Dropbox has over 300 million users, which is up from 200 million nine months ago. The company has raised $1.1 billion in funding since it launched in 2007. In January, Dropbox’s $250 million round was reportedly based on a large $10 billion valuation.
Additional new Pro features
Pro users will now also get passwords for shared links, adding an extra layer of security for sharing links on Dropbox.
Users can now also set expirations for shared links. The default times are one day and one week, but you can select an exact time. This could be useful for a salesman that wants to share presentations with potential customers for only one day.
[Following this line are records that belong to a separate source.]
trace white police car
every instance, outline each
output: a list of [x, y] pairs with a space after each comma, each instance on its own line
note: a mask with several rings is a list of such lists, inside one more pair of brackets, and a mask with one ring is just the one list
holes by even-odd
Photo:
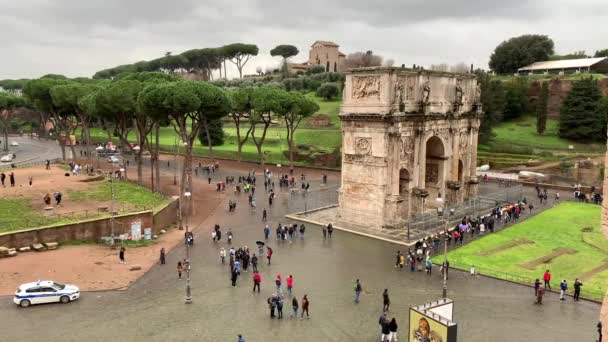
[[13, 302], [22, 308], [27, 308], [32, 304], [55, 302], [65, 304], [78, 297], [80, 297], [80, 289], [77, 286], [45, 280], [19, 286]]

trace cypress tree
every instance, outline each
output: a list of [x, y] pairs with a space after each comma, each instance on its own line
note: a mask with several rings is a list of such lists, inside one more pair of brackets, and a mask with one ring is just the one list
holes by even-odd
[[600, 100], [602, 94], [596, 80], [581, 79], [572, 84], [560, 109], [560, 138], [579, 141], [604, 141], [604, 113]]
[[543, 82], [536, 104], [536, 132], [545, 133], [547, 128], [547, 105], [549, 104], [549, 82]]

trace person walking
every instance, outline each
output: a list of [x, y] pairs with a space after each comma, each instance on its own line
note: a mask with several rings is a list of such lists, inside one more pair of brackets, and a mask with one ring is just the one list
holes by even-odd
[[546, 270], [545, 274], [543, 274], [543, 280], [545, 282], [545, 288], [551, 290], [551, 273], [549, 270]]
[[272, 259], [272, 248], [266, 247], [266, 258], [268, 259], [268, 266], [270, 266], [270, 259]]
[[283, 296], [279, 293], [277, 296], [277, 319], [283, 319]]
[[583, 286], [583, 283], [581, 283], [581, 281], [576, 278], [574, 280], [574, 300], [576, 301], [578, 301], [581, 295], [581, 286]]
[[538, 280], [538, 278], [536, 278], [536, 281], [534, 282], [534, 297], [536, 297], [538, 295], [539, 288], [540, 288], [540, 280]]
[[291, 299], [291, 315], [289, 315], [289, 318], [298, 318], [298, 306], [298, 299], [293, 297]]
[[268, 225], [266, 225], [264, 227], [264, 240], [268, 240], [269, 236], [270, 236], [270, 228], [268, 227]]
[[262, 276], [258, 273], [258, 271], [253, 271], [253, 292], [255, 289], [258, 289], [258, 293], [260, 293], [260, 284], [262, 283]]
[[232, 287], [236, 287], [236, 280], [238, 279], [239, 274], [236, 271], [236, 268], [233, 268], [230, 272], [230, 281], [232, 282]]
[[182, 272], [184, 272], [184, 266], [181, 261], [177, 262], [177, 279], [182, 280]]
[[397, 342], [397, 328], [397, 320], [395, 319], [395, 317], [393, 317], [393, 319], [391, 319], [391, 322], [388, 324], [388, 329], [390, 330], [388, 340], [390, 342]]
[[388, 311], [388, 308], [391, 306], [391, 300], [388, 297], [388, 289], [384, 289], [384, 292], [382, 292], [382, 303], [382, 311]]
[[535, 304], [542, 304], [543, 303], [543, 296], [545, 295], [545, 288], [544, 287], [539, 287], [538, 291], [536, 291], [536, 301], [534, 302]]
[[255, 253], [253, 253], [253, 256], [251, 257], [251, 268], [253, 269], [253, 272], [258, 271], [258, 257]]
[[275, 296], [276, 294], [272, 295], [271, 297], [268, 297], [268, 299], [266, 300], [268, 302], [268, 308], [270, 309], [270, 318], [274, 318], [274, 308], [276, 305]]
[[222, 265], [226, 263], [226, 249], [224, 247], [220, 248], [220, 260], [222, 261]]
[[287, 284], [287, 293], [289, 294], [289, 297], [291, 298], [291, 291], [293, 289], [293, 276], [290, 274], [289, 277], [287, 277], [287, 279], [285, 280], [285, 283]]
[[301, 318], [304, 318], [304, 312], [306, 312], [306, 318], [310, 318], [310, 315], [308, 314], [309, 308], [310, 301], [308, 300], [308, 295], [304, 295], [304, 297], [302, 297], [302, 315], [300, 316]]
[[566, 298], [564, 298], [566, 291], [568, 291], [568, 283], [566, 282], [566, 279], [564, 279], [559, 284], [559, 300], [566, 300]]
[[281, 275], [277, 274], [277, 277], [274, 279], [274, 284], [277, 286], [277, 293], [281, 293]]
[[382, 311], [388, 311], [389, 307], [391, 306], [391, 300], [388, 297], [388, 289], [384, 289], [384, 292], [382, 292], [382, 303]]
[[59, 206], [61, 204], [61, 192], [56, 192], [55, 194], [55, 206]]
[[166, 261], [165, 249], [161, 248], [160, 249], [160, 264], [164, 265], [165, 261]]
[[121, 264], [125, 263], [125, 248], [124, 247], [120, 247], [120, 252], [118, 252], [118, 258], [120, 259]]
[[357, 281], [355, 281], [355, 304], [359, 303], [361, 291], [363, 291], [363, 288], [361, 287], [361, 282], [359, 281], [359, 279], [357, 279]]
[[388, 318], [386, 318], [386, 312], [382, 312], [380, 318], [378, 318], [378, 325], [380, 325], [380, 341], [384, 341], [384, 327], [388, 325]]
[[384, 321], [382, 324], [382, 341], [389, 342], [391, 336], [390, 322]]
In addition, Dropbox has added a new feature that serts view-only permissions for shared folders. Setting shared folders as view-only can prevent someone from deleting or changing files inside of a folder. Files inside of these folders cannot be moved or edited by the recipient. However, recipients can drag a file to their hard drive as a copy.
Finally, a remote wipe security feature lets users delete your Dropbox files from a lost or stolen device by logging in from a different computer.
The lost or stolen device can be unlinked so that it stops syncing with new Dropbox files as well.